In this procedure I'm using glow sticks for night fishing:
Each glow stick contains a glass ampoule with ca. 70mg of this particular diphenyl oxalate (R is pentyl):
and a fluorophor that could well be fluorescein.
The glass ampoule is surrounded by a viscous liquid that my IR-spectrometer identified as dibutyl phthalate. The phthalate contains enough H₂O₂ that my fingers turned snow-white after brief exposure to it.
A glow stick was carefully cut open with a scalpel and the glass ampoule was removed and placed in a beaker and rinsed with acetone. The clean ampoule was broken in a new beaker and the content dissolved in a few mL ethyl acetate. The solution was transferred to a 10 mL volumetric flask, which was filled to the mark with ethyl acetate.
Hydrogen peroxide (10 mL, 35%) was mixed with 30 mL ethyl acetate. After 2 min. of vigorous stirring the two-phase system was transferred to a separating funnel and the ethyl acetate was collected in a 50 mL conical flask. This yielded a solution of H₂O₂ in ethyl acetate with a concentration of app 2M (measured by titrating 200 µL of the solution in 10 mL 1M H₂SO₄ with 0,020M KMnO₄).

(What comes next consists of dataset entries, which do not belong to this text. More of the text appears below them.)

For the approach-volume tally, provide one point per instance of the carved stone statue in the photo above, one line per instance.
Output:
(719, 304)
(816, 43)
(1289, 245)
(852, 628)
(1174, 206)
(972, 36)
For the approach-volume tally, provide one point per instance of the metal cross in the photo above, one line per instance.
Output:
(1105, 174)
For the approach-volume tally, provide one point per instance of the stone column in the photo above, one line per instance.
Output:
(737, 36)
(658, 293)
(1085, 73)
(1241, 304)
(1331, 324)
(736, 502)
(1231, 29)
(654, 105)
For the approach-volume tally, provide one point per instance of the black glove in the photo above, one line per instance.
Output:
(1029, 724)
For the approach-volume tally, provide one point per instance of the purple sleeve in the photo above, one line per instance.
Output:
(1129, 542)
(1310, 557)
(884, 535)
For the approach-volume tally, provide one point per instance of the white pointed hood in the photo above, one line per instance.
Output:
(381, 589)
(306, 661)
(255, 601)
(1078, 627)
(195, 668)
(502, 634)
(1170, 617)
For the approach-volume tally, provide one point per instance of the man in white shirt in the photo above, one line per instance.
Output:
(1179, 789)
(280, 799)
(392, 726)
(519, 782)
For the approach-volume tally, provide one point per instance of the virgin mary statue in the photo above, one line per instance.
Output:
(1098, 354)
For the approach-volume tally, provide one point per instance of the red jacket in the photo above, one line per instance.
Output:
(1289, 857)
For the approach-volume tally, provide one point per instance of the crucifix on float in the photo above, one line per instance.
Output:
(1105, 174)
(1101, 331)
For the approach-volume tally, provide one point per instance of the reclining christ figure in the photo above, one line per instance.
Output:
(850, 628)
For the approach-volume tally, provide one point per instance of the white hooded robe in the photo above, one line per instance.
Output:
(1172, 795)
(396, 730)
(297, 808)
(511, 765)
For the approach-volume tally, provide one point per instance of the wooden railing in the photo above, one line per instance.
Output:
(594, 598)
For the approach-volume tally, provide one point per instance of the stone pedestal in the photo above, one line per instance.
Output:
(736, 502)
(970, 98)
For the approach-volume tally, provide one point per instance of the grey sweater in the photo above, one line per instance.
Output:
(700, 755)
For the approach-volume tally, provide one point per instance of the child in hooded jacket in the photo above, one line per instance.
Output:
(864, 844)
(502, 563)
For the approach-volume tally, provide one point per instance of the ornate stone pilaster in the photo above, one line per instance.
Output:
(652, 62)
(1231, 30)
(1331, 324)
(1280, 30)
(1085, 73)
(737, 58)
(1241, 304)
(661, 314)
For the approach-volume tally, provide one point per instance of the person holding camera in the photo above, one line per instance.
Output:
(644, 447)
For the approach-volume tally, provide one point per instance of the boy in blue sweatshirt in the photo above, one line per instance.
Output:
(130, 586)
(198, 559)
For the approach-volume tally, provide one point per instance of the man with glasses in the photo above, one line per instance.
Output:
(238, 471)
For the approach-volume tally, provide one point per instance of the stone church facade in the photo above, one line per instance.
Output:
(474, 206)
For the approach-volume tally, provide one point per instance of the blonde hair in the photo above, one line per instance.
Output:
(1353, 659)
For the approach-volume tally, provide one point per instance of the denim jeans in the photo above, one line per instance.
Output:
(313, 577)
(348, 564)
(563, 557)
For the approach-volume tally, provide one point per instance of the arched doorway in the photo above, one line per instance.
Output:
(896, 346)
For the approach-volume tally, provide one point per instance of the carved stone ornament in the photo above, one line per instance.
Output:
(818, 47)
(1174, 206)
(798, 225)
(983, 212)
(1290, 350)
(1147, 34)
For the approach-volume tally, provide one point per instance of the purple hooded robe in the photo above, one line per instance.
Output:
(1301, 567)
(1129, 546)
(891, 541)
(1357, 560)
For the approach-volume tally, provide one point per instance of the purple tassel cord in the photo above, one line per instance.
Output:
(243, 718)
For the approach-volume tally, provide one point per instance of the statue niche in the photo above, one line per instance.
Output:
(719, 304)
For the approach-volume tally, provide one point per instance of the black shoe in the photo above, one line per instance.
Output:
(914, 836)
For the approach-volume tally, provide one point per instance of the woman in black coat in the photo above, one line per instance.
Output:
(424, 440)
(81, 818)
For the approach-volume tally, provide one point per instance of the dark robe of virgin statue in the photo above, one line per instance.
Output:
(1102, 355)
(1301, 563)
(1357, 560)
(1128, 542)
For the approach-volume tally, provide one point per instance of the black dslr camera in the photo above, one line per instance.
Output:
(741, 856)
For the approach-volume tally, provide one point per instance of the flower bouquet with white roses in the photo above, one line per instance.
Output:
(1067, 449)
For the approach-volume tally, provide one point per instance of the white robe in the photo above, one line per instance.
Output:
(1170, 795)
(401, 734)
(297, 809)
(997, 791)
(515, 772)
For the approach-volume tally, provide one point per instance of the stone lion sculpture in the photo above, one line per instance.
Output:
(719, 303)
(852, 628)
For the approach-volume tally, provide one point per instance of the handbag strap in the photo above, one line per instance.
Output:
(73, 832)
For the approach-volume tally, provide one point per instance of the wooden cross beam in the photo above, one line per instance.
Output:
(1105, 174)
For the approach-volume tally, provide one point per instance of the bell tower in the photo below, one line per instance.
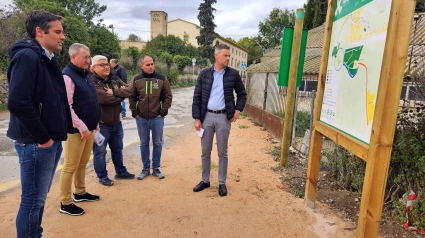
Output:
(159, 21)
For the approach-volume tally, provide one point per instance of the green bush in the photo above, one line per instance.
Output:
(302, 123)
(346, 168)
(182, 61)
(407, 166)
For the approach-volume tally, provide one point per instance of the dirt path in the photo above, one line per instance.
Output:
(256, 205)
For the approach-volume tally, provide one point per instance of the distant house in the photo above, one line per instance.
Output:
(188, 32)
(126, 44)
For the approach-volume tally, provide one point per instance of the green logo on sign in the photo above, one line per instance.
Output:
(345, 7)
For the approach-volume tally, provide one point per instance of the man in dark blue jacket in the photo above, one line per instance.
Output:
(213, 109)
(39, 114)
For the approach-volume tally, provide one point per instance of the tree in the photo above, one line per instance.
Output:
(255, 51)
(271, 28)
(133, 37)
(207, 33)
(309, 14)
(134, 54)
(231, 40)
(181, 61)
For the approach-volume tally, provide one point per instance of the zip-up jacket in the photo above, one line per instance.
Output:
(231, 82)
(151, 96)
(110, 104)
(37, 101)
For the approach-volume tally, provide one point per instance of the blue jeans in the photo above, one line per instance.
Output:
(123, 112)
(38, 166)
(113, 136)
(144, 127)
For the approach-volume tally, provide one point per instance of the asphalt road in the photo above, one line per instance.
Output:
(179, 115)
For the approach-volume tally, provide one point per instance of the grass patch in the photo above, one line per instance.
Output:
(3, 107)
(243, 127)
(243, 115)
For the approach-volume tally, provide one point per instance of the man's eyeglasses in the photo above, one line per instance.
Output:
(103, 65)
(85, 57)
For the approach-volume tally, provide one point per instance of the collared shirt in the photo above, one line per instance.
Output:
(50, 56)
(216, 101)
(70, 89)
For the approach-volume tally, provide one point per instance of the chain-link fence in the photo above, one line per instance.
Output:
(266, 95)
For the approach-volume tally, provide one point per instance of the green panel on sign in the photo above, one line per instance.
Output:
(302, 57)
(285, 56)
(345, 7)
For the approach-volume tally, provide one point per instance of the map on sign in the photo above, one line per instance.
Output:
(354, 65)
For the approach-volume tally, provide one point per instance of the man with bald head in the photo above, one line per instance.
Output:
(149, 104)
(111, 91)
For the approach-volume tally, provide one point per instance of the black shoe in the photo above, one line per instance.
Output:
(201, 186)
(85, 197)
(222, 190)
(125, 175)
(71, 209)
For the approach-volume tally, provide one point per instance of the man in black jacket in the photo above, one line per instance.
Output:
(39, 114)
(149, 104)
(119, 71)
(214, 109)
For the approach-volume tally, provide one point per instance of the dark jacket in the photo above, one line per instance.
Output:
(85, 103)
(231, 81)
(110, 104)
(37, 101)
(119, 71)
(151, 95)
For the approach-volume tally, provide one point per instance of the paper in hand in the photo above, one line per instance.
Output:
(201, 132)
(98, 138)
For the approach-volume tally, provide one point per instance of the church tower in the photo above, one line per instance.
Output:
(159, 21)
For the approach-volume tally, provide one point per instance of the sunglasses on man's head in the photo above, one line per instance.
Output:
(103, 65)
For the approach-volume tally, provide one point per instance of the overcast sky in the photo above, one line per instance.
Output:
(234, 18)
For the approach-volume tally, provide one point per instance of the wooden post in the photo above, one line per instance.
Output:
(316, 138)
(292, 84)
(392, 72)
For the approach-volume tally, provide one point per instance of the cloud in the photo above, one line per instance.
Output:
(236, 18)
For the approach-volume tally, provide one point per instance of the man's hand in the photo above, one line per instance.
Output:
(47, 144)
(85, 135)
(237, 113)
(197, 125)
(109, 91)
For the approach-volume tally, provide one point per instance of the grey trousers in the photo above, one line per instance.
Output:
(218, 124)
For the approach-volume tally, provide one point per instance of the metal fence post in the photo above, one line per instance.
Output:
(265, 92)
(294, 118)
(313, 99)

1.5 mL of the diphenyl oxalate solution was placed in the spectroscopic cell, after which 1.5 mL of the H₂O₂ solution was added and the measurements immediately started (integration time 2000 µs, measuring frequency 1 Hz, measuring time 50 s).
One will have to fiddle a bit with concentrations, integration time etc to get proper data, but worst of all also the base line.